By bringing clinics and needles inside individual care homes, the institutions also removed logistical barriers to getting vaccinated, which might also explain the relatively higher vaccination rates in this group as a whole.

Politics didn’t color previous vaccination campaigns

Finally, another possibility—one not discussed by the researchers—is that the elderly in nursing homes are old enough to remember polio’s wrath in the middle of the last century, and they recall how vaccines eradicated the risk of acquiring that disabling illness. Perhaps that experience makes it less likely they would ever frame vaccines as ideological.

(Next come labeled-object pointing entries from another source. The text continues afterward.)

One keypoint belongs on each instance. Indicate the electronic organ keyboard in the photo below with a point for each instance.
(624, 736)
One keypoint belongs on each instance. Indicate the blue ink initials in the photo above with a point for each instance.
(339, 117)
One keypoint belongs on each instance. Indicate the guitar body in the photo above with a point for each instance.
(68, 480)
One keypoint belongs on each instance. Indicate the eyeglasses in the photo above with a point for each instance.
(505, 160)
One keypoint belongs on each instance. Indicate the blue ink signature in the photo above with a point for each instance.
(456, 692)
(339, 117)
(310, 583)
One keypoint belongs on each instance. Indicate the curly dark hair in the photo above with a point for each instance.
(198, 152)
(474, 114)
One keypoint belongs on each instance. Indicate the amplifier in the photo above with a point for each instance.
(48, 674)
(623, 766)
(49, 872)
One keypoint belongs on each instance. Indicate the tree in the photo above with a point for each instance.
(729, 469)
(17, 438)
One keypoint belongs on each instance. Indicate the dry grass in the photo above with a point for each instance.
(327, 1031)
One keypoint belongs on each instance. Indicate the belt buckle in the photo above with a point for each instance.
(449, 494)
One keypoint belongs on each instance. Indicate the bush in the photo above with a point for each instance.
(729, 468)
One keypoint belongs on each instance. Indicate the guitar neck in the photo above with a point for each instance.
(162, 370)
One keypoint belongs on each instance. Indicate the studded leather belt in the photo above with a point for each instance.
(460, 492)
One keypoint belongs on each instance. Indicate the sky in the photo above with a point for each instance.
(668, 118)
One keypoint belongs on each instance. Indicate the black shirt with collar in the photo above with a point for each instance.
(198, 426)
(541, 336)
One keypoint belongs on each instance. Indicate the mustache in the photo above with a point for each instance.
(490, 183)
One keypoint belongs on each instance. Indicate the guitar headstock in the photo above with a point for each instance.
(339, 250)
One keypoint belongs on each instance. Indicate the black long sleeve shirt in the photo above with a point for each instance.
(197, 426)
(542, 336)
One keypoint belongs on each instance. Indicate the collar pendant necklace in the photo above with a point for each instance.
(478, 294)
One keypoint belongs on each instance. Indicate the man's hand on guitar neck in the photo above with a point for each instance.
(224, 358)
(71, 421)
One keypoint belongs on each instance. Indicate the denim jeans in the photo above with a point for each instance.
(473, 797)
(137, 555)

Although her work didn’t survey nursing home residents about their beliefs and values, Reber says that public health experts do need to continue investigating the roots of vaccine politicization. General vaccine hesitancy for other reasons has a longer history, she says, but if you look at flu vaccination rates for people over 55 from prior to the pandemic, it’s not correlated with Trump’s vote share, “so this is new, this kind of vaccine hesitancy in political conservatives, or Republicans, or Trump supporters—it’s not clear exactly which category is the right way of describing it.”

It’s also not clear whether this kind of thinking will eventually expand to color people’s views of other vaccines and standard childhood vaccination series, she adds. “To me that means we need to think about messaging and messengers for that group,” says Reber. “Who is a trusted source of information and what kinds of messages work?”